Museo Thyssen Bornemisza

Colección Carmen Thyssen-Bornemisza

Autor:

Albert Bierstadt

Título:
Las cataratas de San Antonio
Fecha:
c. 1880-1887
Tipo:
Óleo sobre lienzo
Medidas:
96,8 x 153,7 cm
Úbicacion:
Colección Carmen Thyssen-Bornemisza en depósito en el Museo Thyssen-Bornemisza
Numero de inventario
Nº INV. (CTB.1980.8)
ficha de la obra

© Colección Carmen Thyssen-Bornemisza en depósito en el Museo Thyssen-Bornemisza

Cuando Bierstadt pintó Las cataratas de San Antonio en su estudio de Nueva York, trató de recuperar la grandeza original del lugar, no sin una velada crítica a la destrucción de uno de los enclaves naturales más singulares de los Estados Unidos. Por ello, en vez de ofrecernos una imagen del estado real de la zona, optó por reconstruir su belleza primitiva, siguiendo los patrones del paisajismo tradicional.
En el lienzo, un grupo de árboles abre la composición a una amplia vista de las cataratas. La luz del atardecer procedente del fondo, amplificada por las gotas de agua en suspensión, envuelve las formas en tonos dorados. Hasta aquí todo recuerda a los cuadros de Claudio de Lorena. El protagonismo concedido al salto de agua, cuyo tamaño es en realidad el de las cataratas del Niágara, remite sin embargo a la formación del artista americano en Alemania. Ahora bien, Bierstadt consideraba la geografía americana superior a la europea en belleza y monumentalidad. Ello se evidencia en la grandiosidad de paisajes como el que nos ocupa. Asimismo es nueva la minuciosidad en la captación de la vegetación en primer plano, fruto del interés de Bierstadt por la botánica, compartido con artistas como Frederic Edwin Church.
Además de varios indios, en primer término encontramos la figura de un hombre de espaldas con sombrero y cayado. Los estudios más recientes han señalado que podría tratarse del misionero franciscano Louis Hennepin, quien descubrió las cataratas en 1680.

JAL

Más información sobre esta obra

«¿Pero acaso se pueden eliminar las obras de la naturaleza, los hitos levantados por los elementos eternos? ¿Tienen algún pasado que el artista sea capaz de conservar para las generaciones futuras? Que lo decida este cuadro. Tenemos delante las cataratas de San Antonio, tal y como rugían frente a una vacía soledad en el año de 1835, cuando George Catlin las visitó e hizo bocetos de las mismas. ¿Quién sería capaz de reconocer la identidad entre esta hermosa escena salvaje y las cataratas de San Antonio en la actualidad?».

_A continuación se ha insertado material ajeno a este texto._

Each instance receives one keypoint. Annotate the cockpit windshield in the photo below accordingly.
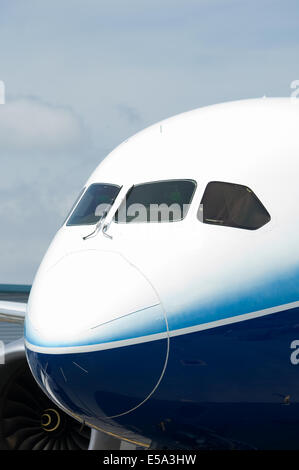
(95, 203)
(160, 201)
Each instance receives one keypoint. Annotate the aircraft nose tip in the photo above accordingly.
(82, 299)
(96, 335)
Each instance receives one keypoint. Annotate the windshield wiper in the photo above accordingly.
(97, 227)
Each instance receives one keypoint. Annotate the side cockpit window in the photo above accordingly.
(95, 202)
(160, 201)
(232, 205)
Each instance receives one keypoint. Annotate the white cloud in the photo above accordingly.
(30, 124)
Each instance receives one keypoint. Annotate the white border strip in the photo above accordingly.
(155, 337)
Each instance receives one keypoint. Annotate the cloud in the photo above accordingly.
(30, 124)
(130, 113)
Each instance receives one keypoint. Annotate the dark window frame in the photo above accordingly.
(155, 182)
(200, 214)
(85, 189)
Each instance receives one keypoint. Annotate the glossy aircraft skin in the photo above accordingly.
(181, 333)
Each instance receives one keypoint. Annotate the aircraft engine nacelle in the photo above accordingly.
(29, 420)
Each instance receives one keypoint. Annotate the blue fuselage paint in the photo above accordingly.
(231, 386)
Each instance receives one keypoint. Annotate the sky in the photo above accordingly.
(83, 75)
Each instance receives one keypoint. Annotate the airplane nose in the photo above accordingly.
(96, 334)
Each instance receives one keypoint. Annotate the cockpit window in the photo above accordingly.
(97, 200)
(232, 205)
(160, 201)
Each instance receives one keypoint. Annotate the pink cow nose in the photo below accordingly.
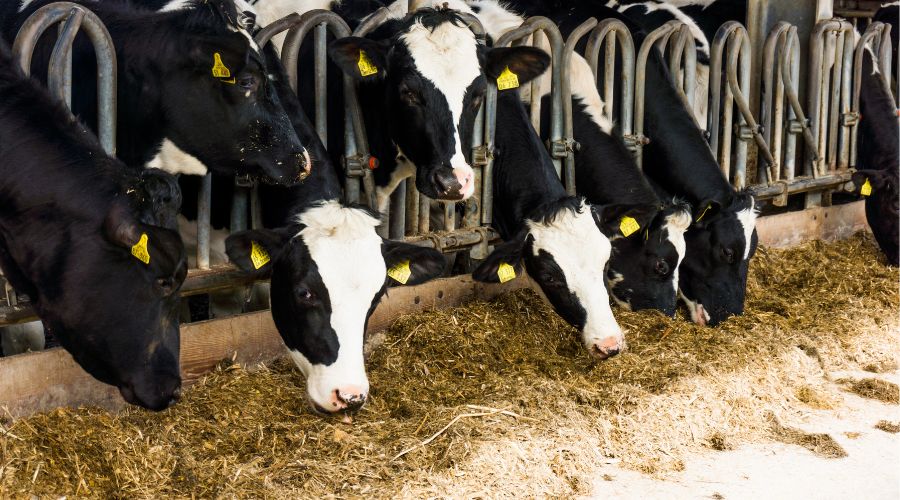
(348, 398)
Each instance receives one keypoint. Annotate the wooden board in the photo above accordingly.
(45, 380)
(828, 223)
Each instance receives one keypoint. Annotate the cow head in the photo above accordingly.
(565, 253)
(647, 248)
(713, 275)
(123, 327)
(328, 273)
(430, 78)
(219, 104)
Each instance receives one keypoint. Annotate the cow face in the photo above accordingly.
(328, 274)
(647, 248)
(123, 327)
(882, 210)
(713, 276)
(222, 109)
(565, 254)
(431, 75)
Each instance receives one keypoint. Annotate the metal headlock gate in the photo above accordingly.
(826, 124)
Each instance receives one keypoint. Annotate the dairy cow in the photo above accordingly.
(328, 271)
(190, 78)
(89, 240)
(878, 158)
(678, 162)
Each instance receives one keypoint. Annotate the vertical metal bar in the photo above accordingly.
(320, 41)
(397, 219)
(412, 206)
(204, 202)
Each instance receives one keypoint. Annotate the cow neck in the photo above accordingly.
(878, 134)
(605, 172)
(524, 176)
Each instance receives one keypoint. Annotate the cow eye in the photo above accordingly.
(728, 255)
(410, 97)
(165, 285)
(247, 82)
(662, 268)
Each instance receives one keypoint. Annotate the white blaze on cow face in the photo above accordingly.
(447, 56)
(347, 252)
(747, 218)
(581, 251)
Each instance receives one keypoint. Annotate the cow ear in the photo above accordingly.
(504, 263)
(254, 252)
(526, 63)
(410, 264)
(705, 211)
(878, 180)
(221, 57)
(623, 219)
(360, 58)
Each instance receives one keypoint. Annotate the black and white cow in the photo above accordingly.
(328, 271)
(191, 79)
(878, 158)
(643, 268)
(722, 238)
(555, 237)
(88, 239)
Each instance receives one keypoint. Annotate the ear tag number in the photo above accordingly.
(366, 67)
(866, 188)
(628, 226)
(139, 250)
(703, 213)
(507, 80)
(219, 68)
(258, 255)
(506, 272)
(400, 272)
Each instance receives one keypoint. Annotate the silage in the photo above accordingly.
(679, 387)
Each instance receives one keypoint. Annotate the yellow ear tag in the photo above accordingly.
(258, 255)
(628, 226)
(506, 272)
(704, 212)
(866, 188)
(507, 80)
(139, 250)
(400, 272)
(219, 68)
(366, 67)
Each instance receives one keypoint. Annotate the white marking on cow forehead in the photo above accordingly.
(699, 36)
(347, 252)
(581, 251)
(173, 160)
(448, 57)
(747, 218)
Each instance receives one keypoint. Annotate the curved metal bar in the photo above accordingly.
(107, 70)
(59, 76)
(612, 31)
(640, 88)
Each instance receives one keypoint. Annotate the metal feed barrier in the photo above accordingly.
(826, 125)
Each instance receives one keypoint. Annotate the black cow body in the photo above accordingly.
(192, 77)
(722, 239)
(878, 159)
(88, 240)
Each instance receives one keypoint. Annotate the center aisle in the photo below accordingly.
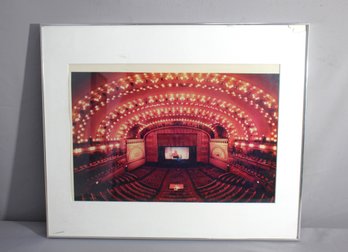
(177, 186)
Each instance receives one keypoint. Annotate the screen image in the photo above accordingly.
(176, 153)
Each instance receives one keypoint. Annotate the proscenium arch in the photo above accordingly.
(234, 118)
(224, 84)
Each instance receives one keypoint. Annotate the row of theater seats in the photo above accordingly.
(202, 184)
(229, 187)
(266, 160)
(177, 176)
(265, 176)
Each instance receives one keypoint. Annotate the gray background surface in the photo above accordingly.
(325, 171)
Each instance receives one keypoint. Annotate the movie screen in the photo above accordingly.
(176, 153)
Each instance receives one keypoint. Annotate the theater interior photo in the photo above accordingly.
(174, 136)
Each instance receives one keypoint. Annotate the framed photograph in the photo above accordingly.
(174, 131)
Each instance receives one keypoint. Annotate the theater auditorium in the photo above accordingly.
(174, 136)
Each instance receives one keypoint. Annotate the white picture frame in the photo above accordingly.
(104, 46)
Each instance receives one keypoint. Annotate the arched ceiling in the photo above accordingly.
(106, 106)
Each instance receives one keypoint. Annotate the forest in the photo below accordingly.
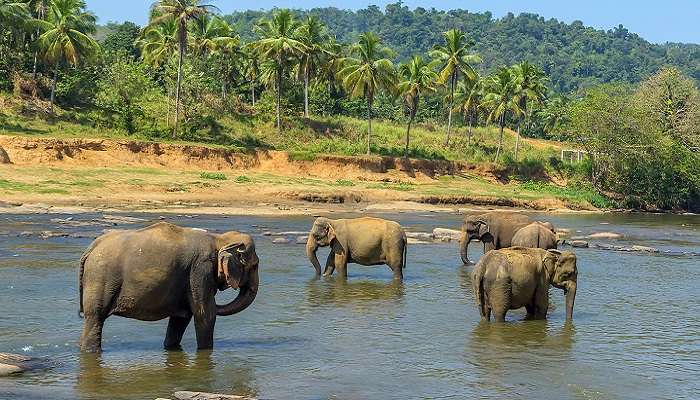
(305, 76)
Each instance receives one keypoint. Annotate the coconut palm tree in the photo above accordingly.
(367, 71)
(312, 33)
(64, 37)
(531, 91)
(501, 98)
(418, 78)
(279, 41)
(468, 96)
(456, 59)
(181, 12)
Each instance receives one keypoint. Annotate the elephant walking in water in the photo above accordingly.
(494, 229)
(165, 271)
(365, 241)
(515, 277)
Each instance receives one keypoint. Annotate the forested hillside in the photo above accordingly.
(572, 55)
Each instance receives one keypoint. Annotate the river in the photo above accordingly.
(635, 333)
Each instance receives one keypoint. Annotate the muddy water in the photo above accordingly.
(635, 334)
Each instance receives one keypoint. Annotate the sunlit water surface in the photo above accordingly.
(635, 334)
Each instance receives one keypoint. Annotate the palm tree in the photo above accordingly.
(418, 78)
(501, 97)
(313, 35)
(65, 36)
(367, 73)
(531, 90)
(181, 12)
(468, 96)
(455, 59)
(279, 42)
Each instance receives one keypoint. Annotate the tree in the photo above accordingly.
(367, 73)
(65, 36)
(312, 33)
(279, 41)
(181, 12)
(500, 98)
(469, 94)
(455, 59)
(418, 78)
(530, 90)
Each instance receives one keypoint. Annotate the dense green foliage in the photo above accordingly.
(572, 55)
(306, 72)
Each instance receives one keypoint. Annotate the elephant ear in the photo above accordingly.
(229, 266)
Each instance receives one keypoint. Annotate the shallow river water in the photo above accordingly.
(635, 333)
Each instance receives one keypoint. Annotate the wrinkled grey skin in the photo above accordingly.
(364, 241)
(164, 271)
(515, 277)
(535, 235)
(494, 229)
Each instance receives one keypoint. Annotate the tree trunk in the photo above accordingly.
(517, 143)
(177, 89)
(369, 123)
(408, 133)
(279, 97)
(53, 86)
(449, 113)
(306, 91)
(500, 137)
(469, 134)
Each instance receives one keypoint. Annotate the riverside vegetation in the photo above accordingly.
(286, 83)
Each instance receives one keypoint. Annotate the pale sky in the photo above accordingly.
(656, 21)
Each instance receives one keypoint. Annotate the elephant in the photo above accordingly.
(494, 229)
(536, 235)
(364, 241)
(508, 279)
(165, 271)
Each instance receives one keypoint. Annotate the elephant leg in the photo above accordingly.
(500, 299)
(176, 328)
(341, 262)
(204, 328)
(330, 264)
(91, 338)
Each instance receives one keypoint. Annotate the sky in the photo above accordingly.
(656, 21)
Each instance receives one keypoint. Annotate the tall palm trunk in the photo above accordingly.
(453, 78)
(279, 96)
(408, 131)
(53, 86)
(369, 122)
(306, 90)
(517, 142)
(501, 122)
(177, 89)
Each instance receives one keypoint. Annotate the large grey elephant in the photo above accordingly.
(165, 271)
(494, 229)
(536, 235)
(508, 279)
(364, 241)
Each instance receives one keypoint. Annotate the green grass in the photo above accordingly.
(213, 175)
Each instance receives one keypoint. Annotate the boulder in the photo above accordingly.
(577, 243)
(446, 235)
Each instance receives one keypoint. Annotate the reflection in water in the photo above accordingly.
(176, 371)
(341, 292)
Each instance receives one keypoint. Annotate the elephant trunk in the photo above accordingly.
(570, 298)
(246, 295)
(311, 247)
(463, 247)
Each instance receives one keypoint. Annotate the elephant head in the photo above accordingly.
(321, 235)
(562, 272)
(474, 227)
(237, 267)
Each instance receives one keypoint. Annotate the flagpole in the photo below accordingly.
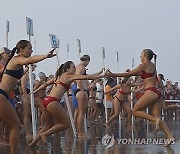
(29, 23)
(7, 32)
(105, 103)
(67, 51)
(79, 51)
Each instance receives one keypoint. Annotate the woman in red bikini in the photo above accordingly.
(147, 70)
(56, 117)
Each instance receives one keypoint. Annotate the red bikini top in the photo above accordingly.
(63, 84)
(145, 75)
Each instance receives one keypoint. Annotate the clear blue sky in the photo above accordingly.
(118, 25)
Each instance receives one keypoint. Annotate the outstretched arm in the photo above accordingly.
(34, 59)
(134, 72)
(114, 88)
(88, 77)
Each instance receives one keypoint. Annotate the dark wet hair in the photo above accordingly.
(85, 58)
(21, 44)
(161, 77)
(110, 81)
(150, 55)
(10, 57)
(63, 68)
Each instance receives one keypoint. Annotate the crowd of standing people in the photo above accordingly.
(87, 94)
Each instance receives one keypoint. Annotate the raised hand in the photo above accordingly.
(102, 70)
(50, 54)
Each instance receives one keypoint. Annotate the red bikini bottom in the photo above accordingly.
(154, 89)
(48, 99)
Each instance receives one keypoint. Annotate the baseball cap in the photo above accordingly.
(4, 49)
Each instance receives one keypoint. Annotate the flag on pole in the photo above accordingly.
(67, 47)
(103, 52)
(29, 26)
(132, 62)
(79, 44)
(7, 26)
(117, 56)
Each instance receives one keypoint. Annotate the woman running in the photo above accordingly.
(12, 73)
(56, 117)
(147, 70)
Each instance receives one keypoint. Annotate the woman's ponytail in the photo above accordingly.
(10, 57)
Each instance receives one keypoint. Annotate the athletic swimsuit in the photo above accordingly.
(15, 74)
(78, 90)
(48, 99)
(145, 75)
(123, 93)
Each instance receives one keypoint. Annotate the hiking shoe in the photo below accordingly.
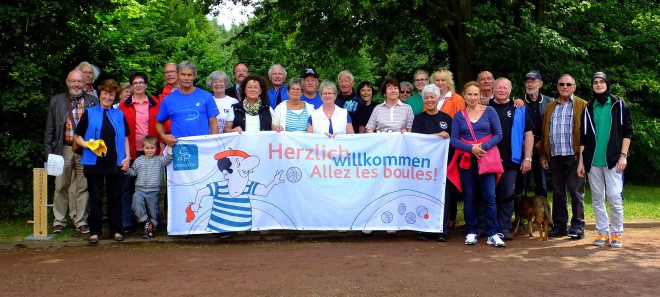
(496, 241)
(147, 230)
(601, 240)
(58, 229)
(471, 239)
(83, 229)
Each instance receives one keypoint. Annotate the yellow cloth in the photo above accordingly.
(97, 146)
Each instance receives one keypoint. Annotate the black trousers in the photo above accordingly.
(565, 179)
(539, 175)
(113, 188)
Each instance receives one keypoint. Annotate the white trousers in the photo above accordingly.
(607, 183)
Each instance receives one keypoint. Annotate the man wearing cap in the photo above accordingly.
(277, 92)
(310, 85)
(536, 104)
(560, 149)
(605, 139)
(485, 80)
(191, 110)
(64, 113)
(232, 210)
(241, 71)
(171, 81)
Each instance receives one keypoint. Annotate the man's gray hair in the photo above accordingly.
(566, 74)
(217, 75)
(347, 73)
(431, 88)
(270, 70)
(186, 65)
(95, 69)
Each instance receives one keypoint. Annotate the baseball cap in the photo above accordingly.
(310, 71)
(533, 74)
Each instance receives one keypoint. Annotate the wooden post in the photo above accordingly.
(40, 200)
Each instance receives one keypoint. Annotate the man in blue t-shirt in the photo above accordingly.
(191, 110)
(310, 85)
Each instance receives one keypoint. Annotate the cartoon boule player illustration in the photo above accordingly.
(232, 210)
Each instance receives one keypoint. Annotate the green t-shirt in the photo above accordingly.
(603, 122)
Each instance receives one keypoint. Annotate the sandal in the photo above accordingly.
(118, 237)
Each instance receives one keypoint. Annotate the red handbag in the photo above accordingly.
(491, 162)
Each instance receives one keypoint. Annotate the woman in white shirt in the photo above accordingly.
(329, 119)
(292, 115)
(217, 82)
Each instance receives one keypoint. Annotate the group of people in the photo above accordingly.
(125, 145)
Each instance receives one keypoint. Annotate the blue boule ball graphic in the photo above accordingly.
(402, 209)
(410, 218)
(386, 217)
(293, 174)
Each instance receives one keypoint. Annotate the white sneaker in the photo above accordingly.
(471, 239)
(495, 241)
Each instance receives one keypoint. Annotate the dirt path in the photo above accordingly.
(345, 265)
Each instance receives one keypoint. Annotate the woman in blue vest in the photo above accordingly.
(104, 166)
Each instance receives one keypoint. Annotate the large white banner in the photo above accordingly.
(295, 181)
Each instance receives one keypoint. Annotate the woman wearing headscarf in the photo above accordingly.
(604, 143)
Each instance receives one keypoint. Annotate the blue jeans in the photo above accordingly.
(505, 198)
(471, 181)
(127, 190)
(145, 205)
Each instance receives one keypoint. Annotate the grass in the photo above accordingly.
(640, 205)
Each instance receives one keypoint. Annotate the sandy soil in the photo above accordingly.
(345, 264)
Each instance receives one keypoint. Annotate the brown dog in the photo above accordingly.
(533, 208)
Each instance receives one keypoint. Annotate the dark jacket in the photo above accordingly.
(56, 121)
(621, 128)
(265, 119)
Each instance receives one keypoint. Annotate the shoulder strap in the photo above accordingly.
(467, 120)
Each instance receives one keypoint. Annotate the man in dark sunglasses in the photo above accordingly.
(560, 149)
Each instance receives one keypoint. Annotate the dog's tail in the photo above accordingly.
(548, 214)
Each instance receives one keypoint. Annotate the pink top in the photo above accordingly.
(141, 122)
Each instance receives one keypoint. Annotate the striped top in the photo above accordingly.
(561, 129)
(148, 170)
(391, 119)
(230, 213)
(292, 120)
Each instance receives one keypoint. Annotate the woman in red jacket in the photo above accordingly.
(140, 111)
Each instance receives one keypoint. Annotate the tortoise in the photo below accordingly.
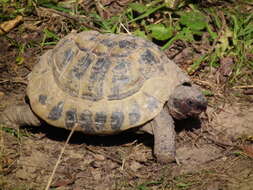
(106, 84)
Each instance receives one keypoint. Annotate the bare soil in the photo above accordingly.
(214, 152)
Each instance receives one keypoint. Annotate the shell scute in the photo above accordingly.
(104, 82)
(117, 119)
(56, 111)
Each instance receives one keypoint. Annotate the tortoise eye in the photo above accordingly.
(189, 102)
(187, 84)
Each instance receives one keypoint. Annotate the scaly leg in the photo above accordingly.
(164, 134)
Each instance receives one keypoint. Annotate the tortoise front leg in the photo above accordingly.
(164, 134)
(19, 115)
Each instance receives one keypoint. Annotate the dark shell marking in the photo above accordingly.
(85, 120)
(152, 103)
(100, 119)
(106, 64)
(71, 118)
(117, 120)
(81, 66)
(134, 115)
(97, 75)
(56, 111)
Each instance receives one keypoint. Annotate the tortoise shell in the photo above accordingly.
(104, 82)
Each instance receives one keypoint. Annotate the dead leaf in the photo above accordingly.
(62, 183)
(248, 149)
(10, 24)
(135, 166)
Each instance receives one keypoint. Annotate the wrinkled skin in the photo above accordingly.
(186, 101)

La elegíaca imagen de Las cataratas de San Antonio, pintada pocos años antes de la conferencia de Matthews, refleja la misma impresión de tiempo y naturaleza virgen desaparecidos. Se trata de una escena inventada, de «hermosura salvaje» natural como la arcadia de Claudio de Lorena, con su brumosa luz dorada, el encuadre convencional de los árboles y las figuras pensativas a la izquierda. A diferencia de Catlin, Bierstadt visitó las cataratas mucho tiempo después de que el «vacío» paisaje se hubiera convertido en un recuerdo. Cuando viajó a Minnesota en la década de 1880, estaban rodeadas por la floreciente ciudad de Minneapolis. Las exageradas dimensiones que les da Bierstadt tal vez reflejen la ambición de sus instintos, así como sus recuerdos de las cataratas del Niágara, que había visto por primera vez en 1869.

Se ha propuesto que el hombre solitario y de negro, en pie sobre el crestón en la parte inferior central representa al padre Hennepin, el misionero franciscano que descubrió las cataratas y las bautizó en memoria de san Antonio de Padua, mientras estuvo prisionero de los indios sioux en 1680. A lo largo de su carrera, Bierstadt ejecutó múltiples composiciones sobre el tema de los descubrimientos, entre las que cabe citar un mural de 1875 para el Capitolio de Estados Unidos. Tanto si se trata de un intruso como de un espectador contemplativo, la presencia de este personaje en el cuadro no queda resuelta. Como observaba Novak, la naturaleza está siendo «contemplada por las pequeñas figuras que meditan en estos paisajes sin darse mucha cuenta ni de los aspectos negativos de la naturaleza ni del potencial destructivo de la "cultura", simbolizado por [...] la figura del propio hombre».